Synchronization of devices happens if end devices respond to a large-scale external event. Some examples of synchronized events that we’ve experienced are:
- Hundreds of end devices that are connected to the same power source (could be in a train, ship, building) and the power is switched off and on again
- Hundreds of end devices that are connected to the same gateway, and the firmware of the gateway needs to be updated
- Hundreds of thousands of end devices that are connected to The Things Network, and we have a database failover
Many end devices respond to these events, but if they respond in the wrong way, things can go terribly wrong.
Let’s take an example device that starts in Join mode when it powers on, and reverts to Join mode after being disconnected from the network. There are 100s of such devices in a field, and one gateway that covers this field.

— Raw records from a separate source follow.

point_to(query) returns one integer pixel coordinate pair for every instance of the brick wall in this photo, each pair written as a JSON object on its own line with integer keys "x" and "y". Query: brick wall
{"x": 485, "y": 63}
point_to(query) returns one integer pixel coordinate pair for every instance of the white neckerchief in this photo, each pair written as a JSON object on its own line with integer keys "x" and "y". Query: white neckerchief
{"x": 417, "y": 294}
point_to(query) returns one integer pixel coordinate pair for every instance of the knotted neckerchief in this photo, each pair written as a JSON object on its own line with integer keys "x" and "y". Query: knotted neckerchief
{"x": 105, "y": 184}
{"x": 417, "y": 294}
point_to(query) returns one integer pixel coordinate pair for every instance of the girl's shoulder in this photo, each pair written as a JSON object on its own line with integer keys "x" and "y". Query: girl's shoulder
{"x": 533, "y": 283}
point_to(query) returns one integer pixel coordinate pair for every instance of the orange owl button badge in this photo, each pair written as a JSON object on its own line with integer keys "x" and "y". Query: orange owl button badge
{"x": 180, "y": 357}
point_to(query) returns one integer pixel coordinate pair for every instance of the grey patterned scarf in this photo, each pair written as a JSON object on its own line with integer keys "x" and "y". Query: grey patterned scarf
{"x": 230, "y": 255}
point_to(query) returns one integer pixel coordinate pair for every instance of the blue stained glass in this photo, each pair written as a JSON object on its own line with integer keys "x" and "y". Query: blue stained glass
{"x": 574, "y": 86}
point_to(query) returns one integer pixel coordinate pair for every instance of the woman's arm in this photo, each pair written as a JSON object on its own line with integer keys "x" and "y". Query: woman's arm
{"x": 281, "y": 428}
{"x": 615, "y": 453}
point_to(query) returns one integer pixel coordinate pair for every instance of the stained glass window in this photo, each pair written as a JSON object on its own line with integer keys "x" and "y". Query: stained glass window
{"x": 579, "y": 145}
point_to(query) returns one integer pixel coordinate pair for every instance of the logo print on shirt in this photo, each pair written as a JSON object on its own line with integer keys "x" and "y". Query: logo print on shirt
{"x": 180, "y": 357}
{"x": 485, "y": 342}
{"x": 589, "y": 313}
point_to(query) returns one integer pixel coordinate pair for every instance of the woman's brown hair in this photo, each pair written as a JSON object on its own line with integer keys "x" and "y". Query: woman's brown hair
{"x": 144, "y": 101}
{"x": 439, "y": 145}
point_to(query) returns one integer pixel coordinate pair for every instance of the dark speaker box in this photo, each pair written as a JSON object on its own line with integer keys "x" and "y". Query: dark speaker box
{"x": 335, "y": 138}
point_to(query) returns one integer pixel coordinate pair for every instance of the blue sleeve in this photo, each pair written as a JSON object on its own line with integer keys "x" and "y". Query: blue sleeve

The power source for the devices is switched on, and the gateway immediately receives the noise of 100s of simultaneous Join requests. LoRa gateways can deal quite well with noise, but this is just too much, and the gateway can’t make any sense of it. No Join requests are decoded, so no Join requests are forwarded to the network and no Join requests are accepted.
Exactly, or approximately 10 seconds later (the devices either have pretty accurate clocks, or they’re all equally inaccurate), the gateway again receives the noise of 100s of simultaneous Join requests, and still can’t make anything of it. This continues every 10 seconds after that, and the entire site stays offline.
Not great.
This situation can be improved by using jitter. Instead of sending a Join request every 10 seconds, the devices send a Join request 10 seconds after the previous one, plus or minus a random duration of 0-20% of this 10 seconds. This jitter percentage needs to be truly random, because if your devices all use the same pseudorandom number generator, they will still be synchronized, as they will all pick the same “random” number.
With these improved devices, the Join requests will no longer all be sent at exactly the same time, and the gateway will have a better chance of decoding the Join requests.
Much better. Especially if also the initial Join request was sent after a random delay.
But what if you have another site with 1000s of these devices instead of your site with 100s of them? Then the 10 seconds between Join messages may not be enough. This is where backoff comes in. Instead of having a delay of 10s±20%, you increase the delay after each attempt, so you do the second attempt after 20s±20%, the third after 30s±20%, and you keep increasing the delay until you have, say, 1h±20% between Join requests.
An implementation like this prevents persistent failures of sites and the network as a whole and helps speed up recovery after outages.